Tuesday, July 31, 2012
When airlines stop hiding the price of so many essential components of the travel experience, most n
In an opinion editorial published in Aviation Daily, Joseph Rubin, President of the Interactive Travel Services Association (an Open Allies member) responds to several inaccurate alaska airlines home page and misleading claims made about GDSs:
IATA's Douglas Lavin has treated readers of Aviation Daily to an audacious exercise alaska airlines home page in sophistry. "Imagine if the federal government published a regulation to require Apple to sell its entire product line through third party retailers," he writes ("It's Not Really About the Passenger," Departures, July 18).
Let's put aside for the moment the fact that nobody has ever asked DOT to impose such a rule on airlines. I'll come back to that straw man. First, compare the difference between how Apple sells through third-party retailers with how most airlines do so. Consumers who purchase Apple products through third-party vendors have complete access alaska airlines home page to all of the information needed to make informed decisions, including readily accessible information about options and prices. Most important, they can make the entire purchase right there. If a consumer buys an iPad from Amazon, she won't later discover that she has to also navigate to Apple's own website to buy a $35 charger.

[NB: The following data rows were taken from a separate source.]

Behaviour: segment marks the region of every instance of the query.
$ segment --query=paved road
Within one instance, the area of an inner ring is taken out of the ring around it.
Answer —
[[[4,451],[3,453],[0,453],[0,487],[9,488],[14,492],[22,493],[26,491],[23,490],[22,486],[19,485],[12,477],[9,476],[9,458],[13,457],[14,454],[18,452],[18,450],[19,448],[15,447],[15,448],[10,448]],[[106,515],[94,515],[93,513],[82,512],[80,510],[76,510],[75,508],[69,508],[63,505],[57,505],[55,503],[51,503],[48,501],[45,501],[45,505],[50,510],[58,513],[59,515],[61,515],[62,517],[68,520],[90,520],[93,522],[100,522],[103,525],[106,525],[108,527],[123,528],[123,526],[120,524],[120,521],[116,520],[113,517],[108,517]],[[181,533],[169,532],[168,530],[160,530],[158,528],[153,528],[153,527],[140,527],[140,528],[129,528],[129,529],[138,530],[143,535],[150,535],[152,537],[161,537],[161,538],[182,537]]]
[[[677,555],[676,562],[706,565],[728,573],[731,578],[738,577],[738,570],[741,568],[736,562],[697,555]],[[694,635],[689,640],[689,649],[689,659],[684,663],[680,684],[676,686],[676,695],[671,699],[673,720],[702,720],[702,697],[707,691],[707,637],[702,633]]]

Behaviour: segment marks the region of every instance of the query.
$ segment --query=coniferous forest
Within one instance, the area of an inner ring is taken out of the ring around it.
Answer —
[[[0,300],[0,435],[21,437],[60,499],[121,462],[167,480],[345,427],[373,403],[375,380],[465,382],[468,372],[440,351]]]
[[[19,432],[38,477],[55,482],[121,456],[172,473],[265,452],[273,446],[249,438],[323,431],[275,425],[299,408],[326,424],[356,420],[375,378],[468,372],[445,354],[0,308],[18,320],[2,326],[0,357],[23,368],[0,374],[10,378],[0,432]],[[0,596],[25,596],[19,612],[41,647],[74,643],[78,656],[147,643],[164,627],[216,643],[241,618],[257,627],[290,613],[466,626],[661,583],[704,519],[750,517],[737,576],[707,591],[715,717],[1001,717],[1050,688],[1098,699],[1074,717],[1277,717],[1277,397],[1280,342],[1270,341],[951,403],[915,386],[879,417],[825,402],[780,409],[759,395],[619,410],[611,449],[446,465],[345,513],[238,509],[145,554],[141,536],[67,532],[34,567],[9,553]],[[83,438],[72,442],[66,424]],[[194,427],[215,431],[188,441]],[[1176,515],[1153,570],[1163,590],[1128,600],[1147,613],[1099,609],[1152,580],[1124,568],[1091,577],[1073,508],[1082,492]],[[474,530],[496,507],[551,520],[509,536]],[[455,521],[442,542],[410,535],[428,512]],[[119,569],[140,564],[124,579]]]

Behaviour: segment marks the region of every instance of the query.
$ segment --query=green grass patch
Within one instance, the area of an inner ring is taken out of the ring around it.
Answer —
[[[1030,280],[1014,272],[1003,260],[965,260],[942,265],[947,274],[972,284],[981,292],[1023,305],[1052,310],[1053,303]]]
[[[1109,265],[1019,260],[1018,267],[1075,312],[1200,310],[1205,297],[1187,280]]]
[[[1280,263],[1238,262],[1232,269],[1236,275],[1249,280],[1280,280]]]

If only airline customers could enjoy even a semblance of that experience. alaska airlines home page In stark contrast to the online shopping for just about anything else, airlines who choose third-party vendors to market their services typically prohibit those retailers from displaying and selling basic elements of the travel experience that many travelers want – seat selection, checked baggage, and advance boarding, for example. It is impossible, therefore, alaska airlines home page for airline customers to comparison shop with the ease and efficiency that we have come to expect alaska airlines home page from online retailing.
GDSs have never asked the government to require airlines to sell their products and services through third parties. Like Apple, airlines have the right to choose their own retail channels. However, when they use a third-party vendor, they should enable those vendors to display and sell the entire product – not just part of it. The airlines' unwillingness to let GDSs facilitate the display and sale of ancillary services means that consumers have no efficient means of comparing the all-in price of one airline's product against another.

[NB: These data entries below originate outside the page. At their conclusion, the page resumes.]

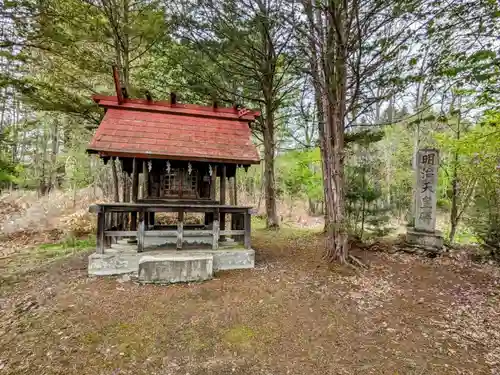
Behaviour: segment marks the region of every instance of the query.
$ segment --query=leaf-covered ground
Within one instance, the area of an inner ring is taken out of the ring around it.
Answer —
[[[85,254],[10,260],[0,373],[500,374],[498,268],[385,252],[328,267],[297,230],[253,244],[256,269],[168,287],[88,278]]]

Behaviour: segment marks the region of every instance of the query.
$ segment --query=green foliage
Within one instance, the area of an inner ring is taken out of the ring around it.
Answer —
[[[278,179],[289,196],[303,195],[314,201],[323,199],[319,148],[288,152],[279,159],[278,165]]]
[[[360,239],[365,237],[367,230],[376,236],[386,235],[390,230],[387,224],[391,207],[380,183],[384,165],[378,142],[383,135],[383,132],[373,131],[349,134],[346,211],[350,230]]]

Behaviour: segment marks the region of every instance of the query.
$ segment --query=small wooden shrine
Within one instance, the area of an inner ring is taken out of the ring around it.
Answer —
[[[251,207],[238,206],[236,196],[228,205],[226,186],[232,181],[236,191],[237,169],[260,162],[249,127],[258,112],[221,108],[215,102],[181,104],[173,93],[170,101],[129,99],[118,85],[116,96],[96,95],[93,100],[105,115],[87,151],[105,162],[119,160],[132,181],[131,191],[124,189],[124,202],[91,207],[98,215],[96,253],[103,254],[120,238],[137,240],[141,252],[148,237],[173,239],[177,249],[190,238],[218,249],[225,237],[250,248]],[[158,212],[177,213],[177,225],[155,224]],[[204,223],[185,225],[185,212],[204,213]],[[231,228],[226,228],[229,215]]]

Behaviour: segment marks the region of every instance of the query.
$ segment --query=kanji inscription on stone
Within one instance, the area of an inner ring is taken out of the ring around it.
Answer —
[[[422,149],[417,155],[417,191],[415,229],[434,232],[436,228],[436,202],[439,151]]]

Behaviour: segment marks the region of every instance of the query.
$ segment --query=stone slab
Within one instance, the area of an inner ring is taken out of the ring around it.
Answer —
[[[406,242],[410,246],[421,247],[430,251],[441,251],[444,245],[442,232],[423,232],[414,228],[407,229]]]
[[[418,150],[414,224],[419,231],[432,233],[436,228],[438,167],[438,150]]]
[[[242,250],[214,250],[214,271],[241,270],[255,267],[255,251]]]
[[[213,272],[248,269],[255,267],[253,249],[233,248],[219,250],[150,250],[138,253],[133,247],[106,249],[104,254],[89,255],[90,276],[138,275],[139,260],[144,256],[183,256],[185,254],[208,254],[213,257]]]
[[[179,254],[139,259],[139,281],[143,283],[182,283],[209,280],[213,276],[210,254]]]

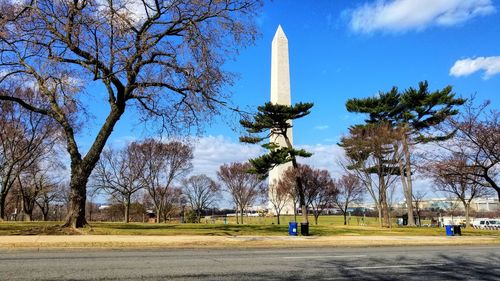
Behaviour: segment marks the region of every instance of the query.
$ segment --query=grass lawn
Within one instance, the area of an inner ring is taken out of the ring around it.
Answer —
[[[0,222],[0,235],[211,235],[211,236],[276,236],[288,234],[288,222],[293,216],[283,217],[281,225],[272,224],[273,218],[245,218],[245,224],[235,224],[232,219],[224,224],[219,220],[203,220],[200,224],[179,223],[118,223],[91,222],[91,227],[74,231],[59,227],[61,222]],[[351,219],[351,225],[344,226],[341,216],[320,217],[319,224],[310,221],[310,234],[314,236],[334,235],[388,235],[388,236],[444,236],[444,228],[435,227],[398,227],[379,228],[376,218],[367,218],[366,226],[358,226],[357,218]],[[355,225],[353,225],[355,224]],[[497,236],[500,231],[462,230],[464,236]]]

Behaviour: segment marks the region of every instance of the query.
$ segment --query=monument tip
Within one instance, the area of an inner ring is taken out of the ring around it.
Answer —
[[[278,29],[276,29],[276,33],[274,34],[274,38],[277,38],[277,37],[286,38],[285,32],[283,31],[281,24],[278,24]]]

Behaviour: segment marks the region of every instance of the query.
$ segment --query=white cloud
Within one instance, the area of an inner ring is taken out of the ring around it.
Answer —
[[[216,179],[217,171],[222,164],[245,162],[261,153],[262,149],[258,145],[234,142],[223,136],[200,137],[194,141],[191,174],[206,174]]]
[[[168,1],[164,1],[161,5],[166,5]],[[144,22],[148,16],[156,14],[156,4],[153,0],[125,0],[118,3],[105,0],[97,1],[99,10],[103,12],[103,16],[110,11],[110,4],[113,4],[113,9],[121,14],[124,18],[132,21],[135,24]]]
[[[328,170],[332,177],[339,177],[343,171],[338,163],[344,157],[344,149],[337,144],[298,145],[313,155],[301,158],[299,163],[307,164],[316,169]]]
[[[328,170],[333,177],[341,174],[338,159],[344,155],[343,149],[336,144],[298,145],[313,153],[310,158],[300,158],[299,163],[317,169]],[[216,179],[217,170],[222,164],[245,162],[260,156],[265,151],[259,145],[248,145],[232,141],[223,136],[200,137],[194,141],[193,171],[191,174],[206,174]]]
[[[491,0],[377,0],[346,13],[358,33],[452,26],[496,11]]]
[[[500,73],[500,56],[477,57],[458,60],[450,69],[450,75],[455,77],[467,76],[472,73],[484,71],[484,79]]]

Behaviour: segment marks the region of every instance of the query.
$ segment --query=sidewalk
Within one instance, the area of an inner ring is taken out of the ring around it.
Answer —
[[[298,248],[500,244],[488,236],[0,236],[0,249],[12,248]]]

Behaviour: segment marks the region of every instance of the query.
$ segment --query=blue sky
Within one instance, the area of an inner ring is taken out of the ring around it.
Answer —
[[[458,4],[450,4],[448,10],[435,5],[428,9],[437,11],[423,11],[432,6],[425,2]],[[472,4],[461,5],[463,2]],[[392,86],[416,87],[422,80],[428,80],[431,89],[452,85],[458,95],[467,97],[475,93],[478,101],[490,99],[494,107],[500,107],[500,58],[496,61],[496,73],[489,76],[484,70],[459,77],[450,74],[458,60],[500,56],[498,2],[383,1],[385,10],[392,8],[392,13],[397,9],[391,4],[413,5],[412,13],[422,13],[420,18],[427,20],[401,17],[379,26],[373,19],[362,19],[384,13],[384,8],[377,10],[374,3],[329,0],[266,3],[258,20],[262,38],[228,65],[241,75],[231,89],[234,101],[241,106],[257,106],[269,99],[271,41],[281,24],[289,41],[292,102],[315,103],[312,114],[296,122],[298,144],[334,143],[349,125],[359,122],[361,116],[345,110],[348,98],[371,96]],[[404,5],[400,6],[404,9]],[[483,12],[474,14],[474,9],[479,8]],[[371,9],[371,13],[360,15],[363,9]],[[453,15],[448,15],[450,23],[440,24],[439,16],[453,10],[455,21],[451,19]],[[436,16],[432,16],[433,12]],[[469,17],[463,13],[469,13]],[[425,14],[431,15],[425,17]],[[355,20],[366,22],[369,27],[356,29]],[[224,124],[212,126],[207,133],[222,134],[233,140],[237,137]]]
[[[266,1],[256,19],[262,36],[226,65],[239,75],[228,90],[241,107],[269,100],[271,41],[281,24],[289,41],[292,102],[315,104],[310,116],[294,123],[295,143],[316,153],[307,163],[335,175],[336,142],[363,120],[346,112],[349,98],[428,80],[431,90],[452,85],[457,95],[475,94],[499,109],[499,15],[496,0]],[[227,119],[217,118],[198,138],[193,173],[214,176],[220,164],[259,154],[258,147],[238,143]],[[110,143],[141,138],[141,126],[130,126],[134,120],[127,113]],[[82,135],[83,142],[94,133]]]

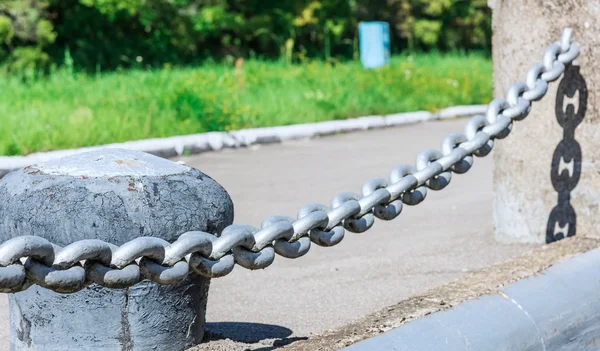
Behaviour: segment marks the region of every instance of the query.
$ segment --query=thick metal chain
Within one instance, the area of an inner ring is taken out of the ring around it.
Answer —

Mr. Lavin fallaciously claims that GDSs are a "duopoly" that wants the government to protect them from competition. The truth is that the marketplace for airline distribution services is diverse and competitive, and includes alaska airlines home page GDSs, airline websites, call centers and airport locations, along with other non-GDS distribution channels. Indeed, the share of tickets sold by GDSs and the fees they charge airlines have both fallen significantly since GDS deregulation in 2004 due in part to the emergence of direct airline booking systems. This is the textbook definition of competitive marketplace.
alaska airlines home page Mr. Lavin also implies that the marketplace is working, and says that travel agents are "adapting" to the world of hidden ancillary fees. That's a polite way of saying that agents alaska airlines home page are purchasing ancillary services through airline websites because they have no other choice than to undertake this a time-consuming, costly, and frustrating process, all in the name of satisfying their customers. alaska airlines home page The PCW study from which Mr. Lavin cherry-picks notably goes on to point out that even professional alaska airlines home page travel agents continue to be confused by ancillary services and fees, and would greatly alaska airlines home page prefer to access them through GDSs if only the airlines would make that possible. Another conclusion from that study: "The DOT has the responsibility to act on the behalf alaska airlines home page of the public . . . It will be difficult to convince today's savvy shoppers that being unable to shop on a neutral platform with full disclosures of fares, fees, taxes and ancillaries is in their best interest."
When airlines stop hiding the price of so many essential components of the travel experience, most notably ancillary services and fees, individual consumers and corporate travel departments will once again derive full benefits from an open and efficient air travel alaska airlines home page marketplace. And airlines will discover what Apple already knows: true transparency promotes competition, innovation, efficiency, customer satisfaction and market growth. These are outcomes that would benefit all commercial aviation stakeholders.